The College Board has announced that beginning January 1, 2017, students who receive accommodations in school will automatically receive equivalent accommodations for all College Board exams (PSAT, SAT, SAT II, AP).
According to the Washington Post:
Early this year, as more states began to adopt the SAT or the ACT as a required test for high school students to take, the Justice Department’s Civil Rights Division began to look into complaints that the testing organizations were too stingy with accommodations to eligible students, Education Week reported.
In a new statement, David Coleman, president and chief executive of the College Board, said: “Educators, students, and families have asked us to simplify our process, and we’ve listened. The school staff knows their students best, and we want to cut down on the time and paperwork needed to submit a testing accommodations request.”
While this will obviously eliminate a major headache for many families, it probably isn’t overly cynical to assume that the College Board is making this move out of self-interest as well.

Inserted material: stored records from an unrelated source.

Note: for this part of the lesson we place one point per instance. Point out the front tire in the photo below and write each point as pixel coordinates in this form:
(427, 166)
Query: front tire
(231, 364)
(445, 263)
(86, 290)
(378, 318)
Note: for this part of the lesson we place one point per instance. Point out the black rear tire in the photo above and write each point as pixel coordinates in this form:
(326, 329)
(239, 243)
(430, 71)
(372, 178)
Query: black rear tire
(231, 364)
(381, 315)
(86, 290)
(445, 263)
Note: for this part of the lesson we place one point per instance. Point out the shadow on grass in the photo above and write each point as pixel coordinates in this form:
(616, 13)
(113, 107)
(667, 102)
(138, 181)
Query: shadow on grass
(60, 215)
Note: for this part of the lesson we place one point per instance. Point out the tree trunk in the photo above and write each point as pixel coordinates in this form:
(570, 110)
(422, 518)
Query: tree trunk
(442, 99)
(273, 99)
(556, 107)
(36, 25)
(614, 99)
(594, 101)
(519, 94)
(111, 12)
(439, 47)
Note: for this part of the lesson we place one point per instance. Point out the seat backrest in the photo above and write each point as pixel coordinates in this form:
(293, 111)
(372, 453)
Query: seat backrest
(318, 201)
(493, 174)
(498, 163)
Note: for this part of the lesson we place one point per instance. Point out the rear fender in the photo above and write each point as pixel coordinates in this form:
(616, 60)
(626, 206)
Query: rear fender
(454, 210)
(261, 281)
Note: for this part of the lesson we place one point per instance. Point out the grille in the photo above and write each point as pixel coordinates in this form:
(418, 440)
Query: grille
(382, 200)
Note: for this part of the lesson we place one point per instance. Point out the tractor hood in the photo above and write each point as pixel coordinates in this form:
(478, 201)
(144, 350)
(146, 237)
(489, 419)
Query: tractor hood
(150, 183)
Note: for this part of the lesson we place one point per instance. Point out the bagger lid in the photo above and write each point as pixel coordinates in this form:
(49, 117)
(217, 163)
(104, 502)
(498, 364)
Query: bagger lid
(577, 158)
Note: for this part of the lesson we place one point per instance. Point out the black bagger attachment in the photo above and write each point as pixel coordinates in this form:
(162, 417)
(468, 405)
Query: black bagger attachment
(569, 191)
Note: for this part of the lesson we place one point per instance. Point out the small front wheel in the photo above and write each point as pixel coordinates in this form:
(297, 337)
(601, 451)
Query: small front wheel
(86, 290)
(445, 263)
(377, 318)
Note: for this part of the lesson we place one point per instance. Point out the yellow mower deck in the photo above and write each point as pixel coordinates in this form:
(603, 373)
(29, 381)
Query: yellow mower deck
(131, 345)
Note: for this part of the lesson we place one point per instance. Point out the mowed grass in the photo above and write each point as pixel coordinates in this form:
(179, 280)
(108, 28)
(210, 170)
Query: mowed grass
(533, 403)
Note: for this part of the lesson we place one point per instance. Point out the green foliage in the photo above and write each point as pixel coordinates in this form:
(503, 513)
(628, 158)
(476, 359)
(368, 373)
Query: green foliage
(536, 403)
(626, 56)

Which of course brings us to the ACT.
Now, the ACT is notoriously stingy about accommodations. I have had multiple students who were turned down after the initial request. Some appealed successfully; others did not. Even the successful appeals sometimes took months, and the extra time was only granted after a student had taken the ACT multiple times.
In contrast, most of my students who required extra time were able to obtain it for the SAT easily, the first time the request was made.
So while acquiring accommodations will undoubtedly become easier, it is questionable just how much of a broad-scale difference the change will make. It could very well make a huge difference, but I’d be hesitant to assume as much.
Given that the College Board is determined to wrest every inch of market share possible back from the ACT, it seems reasonable to assume that this announcement is in part a ploy to induce students who are on the fence between the SAT and the ACT, and who require accommodations, to opt for the former.
So the question, now, is whether the ACT will come on board and relax restrictions on extra time as well.
In addition, the effect of the change on student equity is questionable as well. In my (anecdotal, non-statistically backed-up experience), the students who receive accommodations in school tend to be those with the savviest, most persistent parents. Not coincidentally, those parents tend to be well-off and well-educated.
Some of their children have genuine learning disabilities — and I in no way intend to minimize the struggles of anyone in that category. For them, the College Board’s new policy will undoubtedly be a boon.
That said, there is another category of students who do not truly have learning disabilities, but who have been enabled (by technology, by ineffective pedagogy, by an incoherent curriculum, by parents, by tutors, and even by therapists) to the point where their ability to complete work on their own, under standard conditions, is severely compromised.
In some cases, mild to moderate difficulties that nevertheless fall within the range of normal are overblown and pathologized by well-meaning adults, with the result that the line between a learning disability and the belief in a learning disability becomes blurred.
It’s not that the student doesn’t genuinely struggle. It’s that the student, given a different set of pedagogical approaches and adult attitudes, would not struggle in the same way, or even at all.
I have witnessed this phenomenon many times, and it disturbs me more than I can say. Not only will the College Board’s new policy do nothing to deter it, but it will most likely encourage it further.
Conversely, the children of less-educated parents, or those who lack knowledge of how the system functions as well as how to work it effectively (and the time work it), are less likely to receive accommodations in the first place. As a result, they are no more likely to receive accommodations under the new system than they are under the old.